D19 and I have been making a starting list of schools for her to investigate. It’s become pretty clear—particularly after she fell utterly in love with calculus this past year—that she’s going to head in the direction of industrial engineering rather than industrial design, so I started out by building her a “big list” of all of the schools in the country that have ABET-accredited (plus those in Canada that have reciprocal EC-accredited) programs in industrial, materials, and/or manufacturing engineering. These are kind of niche engineering disciplines, and so the big list isn’t as big as one might expect—172 schools, plus the two in-state options that offer engineering (though neither of them offer any of those fields).
Next step, which is the one we’re working on together: Since she’s child two of four, and since she’ll overlap her older sister (D17) for us paying tuition, cost is an issue. So we’re going through and getting rid of all the places with high price tags that don’t give merit aid (or where getting merit aid is at the likelihood of winning the lottery—D17 got one of those, but D19’s stats aren’t quite the same level).
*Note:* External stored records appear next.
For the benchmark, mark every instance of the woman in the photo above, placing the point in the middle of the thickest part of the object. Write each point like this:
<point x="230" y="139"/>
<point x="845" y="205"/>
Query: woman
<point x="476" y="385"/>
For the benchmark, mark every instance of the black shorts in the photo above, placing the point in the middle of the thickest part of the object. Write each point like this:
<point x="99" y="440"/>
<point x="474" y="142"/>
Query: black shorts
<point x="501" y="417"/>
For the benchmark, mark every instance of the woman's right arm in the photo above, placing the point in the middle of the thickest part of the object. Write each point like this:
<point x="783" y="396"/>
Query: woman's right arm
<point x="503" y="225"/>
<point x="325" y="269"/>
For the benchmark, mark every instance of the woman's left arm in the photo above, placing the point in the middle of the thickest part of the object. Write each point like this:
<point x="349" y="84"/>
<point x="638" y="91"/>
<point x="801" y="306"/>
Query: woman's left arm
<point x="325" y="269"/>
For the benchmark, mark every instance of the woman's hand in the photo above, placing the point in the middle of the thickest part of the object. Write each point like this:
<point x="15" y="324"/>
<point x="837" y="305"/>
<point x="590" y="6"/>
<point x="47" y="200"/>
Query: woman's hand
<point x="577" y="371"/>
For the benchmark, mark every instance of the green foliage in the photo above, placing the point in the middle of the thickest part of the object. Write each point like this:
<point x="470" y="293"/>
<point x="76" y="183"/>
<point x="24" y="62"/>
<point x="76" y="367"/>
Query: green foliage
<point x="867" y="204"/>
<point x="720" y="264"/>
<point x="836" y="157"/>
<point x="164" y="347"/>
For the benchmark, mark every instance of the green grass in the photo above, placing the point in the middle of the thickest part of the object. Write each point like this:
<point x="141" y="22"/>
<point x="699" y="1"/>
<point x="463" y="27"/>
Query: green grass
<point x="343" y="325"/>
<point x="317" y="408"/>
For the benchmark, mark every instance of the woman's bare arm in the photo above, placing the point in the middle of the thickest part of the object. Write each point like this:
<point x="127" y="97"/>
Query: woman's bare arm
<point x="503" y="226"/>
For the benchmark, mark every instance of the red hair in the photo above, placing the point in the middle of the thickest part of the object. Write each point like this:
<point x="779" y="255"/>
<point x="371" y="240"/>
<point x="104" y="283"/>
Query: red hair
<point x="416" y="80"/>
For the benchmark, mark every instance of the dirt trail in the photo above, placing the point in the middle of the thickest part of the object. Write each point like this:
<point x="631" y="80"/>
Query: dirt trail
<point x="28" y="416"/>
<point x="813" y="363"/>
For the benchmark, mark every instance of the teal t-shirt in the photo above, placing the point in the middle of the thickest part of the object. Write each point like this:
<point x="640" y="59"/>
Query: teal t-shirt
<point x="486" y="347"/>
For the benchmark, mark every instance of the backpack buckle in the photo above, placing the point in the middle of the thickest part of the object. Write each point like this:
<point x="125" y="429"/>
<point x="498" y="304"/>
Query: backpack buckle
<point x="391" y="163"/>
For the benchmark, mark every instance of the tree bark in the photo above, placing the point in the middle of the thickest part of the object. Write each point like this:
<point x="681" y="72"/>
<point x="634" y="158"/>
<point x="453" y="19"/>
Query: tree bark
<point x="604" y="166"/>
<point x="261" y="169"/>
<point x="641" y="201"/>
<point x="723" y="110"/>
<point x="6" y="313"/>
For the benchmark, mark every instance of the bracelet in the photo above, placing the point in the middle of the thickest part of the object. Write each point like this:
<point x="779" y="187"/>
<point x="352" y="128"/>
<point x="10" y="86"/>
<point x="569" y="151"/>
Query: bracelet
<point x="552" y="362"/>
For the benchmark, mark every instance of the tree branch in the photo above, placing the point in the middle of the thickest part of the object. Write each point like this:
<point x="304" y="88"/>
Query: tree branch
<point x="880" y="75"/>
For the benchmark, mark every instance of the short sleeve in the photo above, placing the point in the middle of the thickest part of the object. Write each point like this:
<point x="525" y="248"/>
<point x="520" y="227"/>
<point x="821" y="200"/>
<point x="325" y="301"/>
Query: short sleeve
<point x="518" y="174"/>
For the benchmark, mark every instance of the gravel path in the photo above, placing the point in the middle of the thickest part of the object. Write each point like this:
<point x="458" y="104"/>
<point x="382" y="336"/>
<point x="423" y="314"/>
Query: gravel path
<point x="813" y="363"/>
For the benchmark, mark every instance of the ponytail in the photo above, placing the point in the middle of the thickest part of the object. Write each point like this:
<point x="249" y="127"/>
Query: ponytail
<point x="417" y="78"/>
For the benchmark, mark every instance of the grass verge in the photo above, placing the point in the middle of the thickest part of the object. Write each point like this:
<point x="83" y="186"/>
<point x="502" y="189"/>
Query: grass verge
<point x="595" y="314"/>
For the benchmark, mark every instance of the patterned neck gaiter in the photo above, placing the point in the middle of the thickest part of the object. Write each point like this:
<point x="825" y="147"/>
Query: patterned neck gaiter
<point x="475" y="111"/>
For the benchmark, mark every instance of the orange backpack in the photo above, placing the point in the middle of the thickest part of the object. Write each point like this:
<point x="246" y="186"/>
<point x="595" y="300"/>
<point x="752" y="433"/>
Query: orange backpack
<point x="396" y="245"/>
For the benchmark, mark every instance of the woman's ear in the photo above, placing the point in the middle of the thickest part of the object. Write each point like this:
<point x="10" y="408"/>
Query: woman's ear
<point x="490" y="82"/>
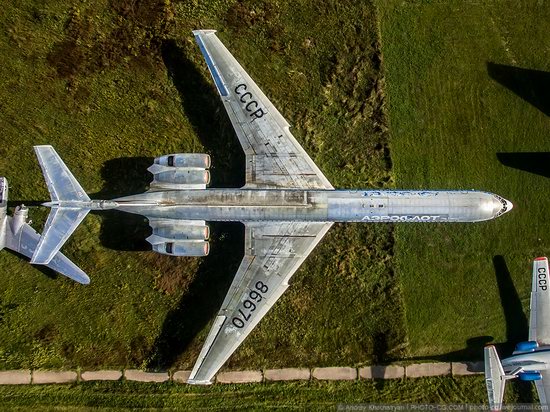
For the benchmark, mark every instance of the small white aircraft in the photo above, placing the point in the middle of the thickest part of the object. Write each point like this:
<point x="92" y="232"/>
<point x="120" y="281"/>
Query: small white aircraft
<point x="16" y="234"/>
<point x="530" y="360"/>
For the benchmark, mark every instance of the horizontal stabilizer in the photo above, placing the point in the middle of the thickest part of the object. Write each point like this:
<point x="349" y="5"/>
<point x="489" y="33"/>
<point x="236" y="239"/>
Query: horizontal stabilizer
<point x="61" y="223"/>
<point x="495" y="379"/>
<point x="67" y="211"/>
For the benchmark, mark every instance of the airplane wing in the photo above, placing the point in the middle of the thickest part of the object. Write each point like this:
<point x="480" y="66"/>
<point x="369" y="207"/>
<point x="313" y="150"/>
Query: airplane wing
<point x="273" y="252"/>
<point x="25" y="242"/>
<point x="274" y="159"/>
<point x="495" y="379"/>
<point x="539" y="324"/>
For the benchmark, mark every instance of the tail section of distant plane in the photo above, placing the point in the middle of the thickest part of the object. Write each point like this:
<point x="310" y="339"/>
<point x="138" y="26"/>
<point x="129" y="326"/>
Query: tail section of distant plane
<point x="70" y="204"/>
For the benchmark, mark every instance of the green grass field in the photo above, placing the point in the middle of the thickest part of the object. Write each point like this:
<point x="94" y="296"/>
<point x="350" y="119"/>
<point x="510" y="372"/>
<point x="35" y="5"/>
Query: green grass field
<point x="396" y="94"/>
<point x="296" y="396"/>
<point x="113" y="85"/>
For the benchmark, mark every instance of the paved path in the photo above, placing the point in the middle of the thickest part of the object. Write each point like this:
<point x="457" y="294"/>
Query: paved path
<point x="394" y="371"/>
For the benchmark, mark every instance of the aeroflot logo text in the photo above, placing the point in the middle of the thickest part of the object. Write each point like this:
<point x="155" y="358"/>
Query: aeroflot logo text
<point x="250" y="103"/>
<point x="433" y="218"/>
<point x="542" y="278"/>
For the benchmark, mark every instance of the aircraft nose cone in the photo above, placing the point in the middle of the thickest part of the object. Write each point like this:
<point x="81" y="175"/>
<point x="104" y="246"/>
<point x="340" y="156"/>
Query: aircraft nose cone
<point x="502" y="205"/>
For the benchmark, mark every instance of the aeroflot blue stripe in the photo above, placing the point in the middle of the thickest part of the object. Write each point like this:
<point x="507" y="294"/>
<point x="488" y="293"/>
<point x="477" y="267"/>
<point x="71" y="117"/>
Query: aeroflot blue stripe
<point x="215" y="75"/>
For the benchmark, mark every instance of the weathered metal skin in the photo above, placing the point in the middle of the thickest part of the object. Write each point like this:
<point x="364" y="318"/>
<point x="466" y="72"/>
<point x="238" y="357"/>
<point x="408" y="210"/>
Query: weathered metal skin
<point x="316" y="205"/>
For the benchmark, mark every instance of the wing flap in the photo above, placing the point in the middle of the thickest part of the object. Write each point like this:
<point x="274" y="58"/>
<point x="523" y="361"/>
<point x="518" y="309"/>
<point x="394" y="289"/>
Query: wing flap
<point x="539" y="322"/>
<point x="273" y="253"/>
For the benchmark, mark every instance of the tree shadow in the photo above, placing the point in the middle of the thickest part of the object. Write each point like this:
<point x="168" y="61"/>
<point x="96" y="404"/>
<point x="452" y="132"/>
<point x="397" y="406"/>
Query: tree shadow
<point x="204" y="297"/>
<point x="202" y="105"/>
<point x="533" y="86"/>
<point x="532" y="162"/>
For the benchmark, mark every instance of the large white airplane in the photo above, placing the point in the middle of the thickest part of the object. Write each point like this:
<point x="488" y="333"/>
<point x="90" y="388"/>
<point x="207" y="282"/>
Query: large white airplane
<point x="530" y="360"/>
<point x="287" y="205"/>
<point x="17" y="235"/>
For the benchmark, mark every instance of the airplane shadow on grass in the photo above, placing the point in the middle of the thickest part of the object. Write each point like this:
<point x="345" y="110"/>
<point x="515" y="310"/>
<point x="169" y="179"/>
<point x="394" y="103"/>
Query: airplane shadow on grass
<point x="532" y="86"/>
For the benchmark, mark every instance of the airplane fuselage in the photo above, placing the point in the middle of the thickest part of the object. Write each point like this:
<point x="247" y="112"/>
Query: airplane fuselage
<point x="314" y="205"/>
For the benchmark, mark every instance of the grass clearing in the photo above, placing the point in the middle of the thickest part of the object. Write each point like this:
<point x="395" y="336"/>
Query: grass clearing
<point x="466" y="284"/>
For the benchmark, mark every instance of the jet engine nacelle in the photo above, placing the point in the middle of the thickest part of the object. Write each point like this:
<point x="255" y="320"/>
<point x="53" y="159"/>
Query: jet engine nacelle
<point x="183" y="248"/>
<point x="193" y="160"/>
<point x="529" y="376"/>
<point x="528" y="346"/>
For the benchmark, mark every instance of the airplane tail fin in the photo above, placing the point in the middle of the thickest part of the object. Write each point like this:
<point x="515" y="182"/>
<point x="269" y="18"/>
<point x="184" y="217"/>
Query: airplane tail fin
<point x="495" y="378"/>
<point x="66" y="214"/>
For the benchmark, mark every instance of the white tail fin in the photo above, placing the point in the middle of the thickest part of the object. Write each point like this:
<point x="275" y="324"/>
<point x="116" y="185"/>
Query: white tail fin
<point x="495" y="379"/>
<point x="68" y="204"/>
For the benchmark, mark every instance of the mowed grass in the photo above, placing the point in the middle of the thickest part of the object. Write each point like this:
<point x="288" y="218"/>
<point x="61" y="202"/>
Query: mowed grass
<point x="300" y="396"/>
<point x="113" y="84"/>
<point x="467" y="284"/>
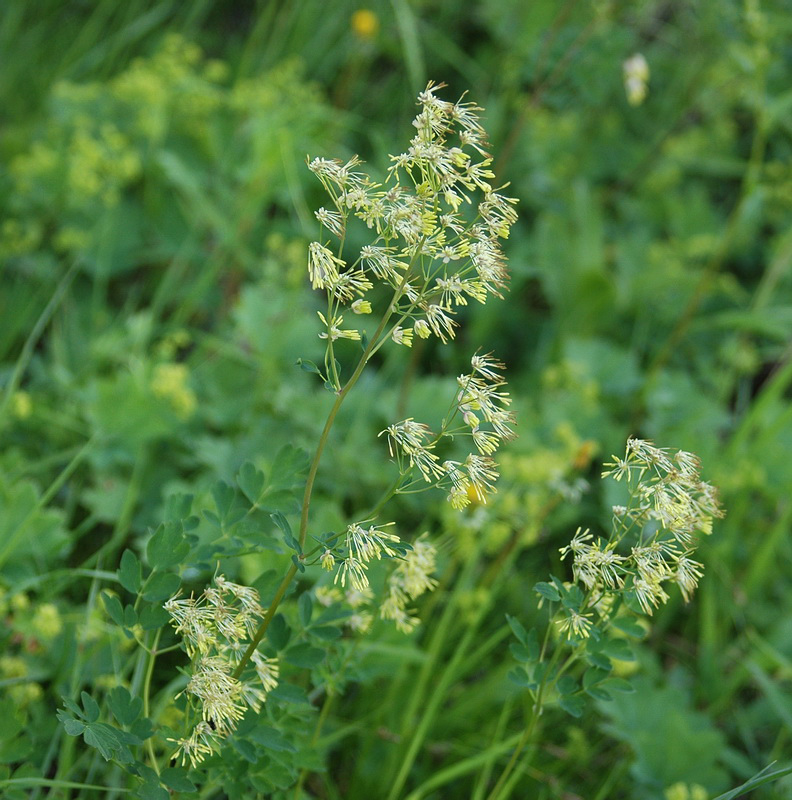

Well, this being engineering, most of the schools are publics (with a surprising number of the privates that offer these fields being HBCUs—industrial and manufacturing engineering seem to be overrepresented in HBCU offerings). This means we’re running across some interesting cost differentials.
Take, for example, Wisconsin. Lots of schools in the University of Wisconsin system offer these fields: Madison, Milwaukee, Platteville, Stout, and Stevens Point (though the latter only marginally, with paper engineering, accredited under general engineering). Out of state list price for Madison, as the flagship, is just over $50k; all the other regional-campus-type places have out of state list prices between just over $23k to just over $30k—and whereas Madison offers rather little in merit aid to out-of-state students, most of the other campuses are reasonably generous with it, especially when considered as a percentage of their base cost.
It seems to me, from a financial point of view, that in cases like this a regional campus is the way to go (especially given that ABET accreditation is ABET accreditation no matter where you have it), even—maybe especially—if it turned out that it ended up taking D19 an extra year to finish (the bane of the public university). Of course, I’m faculty at a regional-campus-type place myself, and so I understand that they’re more likely to be undercapitalized and the faculty overworked and so on, but I also know that a good student can do well pretty much anywhere.
So, finally, the question: Is there any reason for a student like my D19, with good but not worldbeating stats (and a quite uneven grade record in compiling those decent stats, and pretty consistently getting in the high 20s but never 30 on practice ACTs) and a longstanding focus on her field of interest, to target “high-end” schools at all?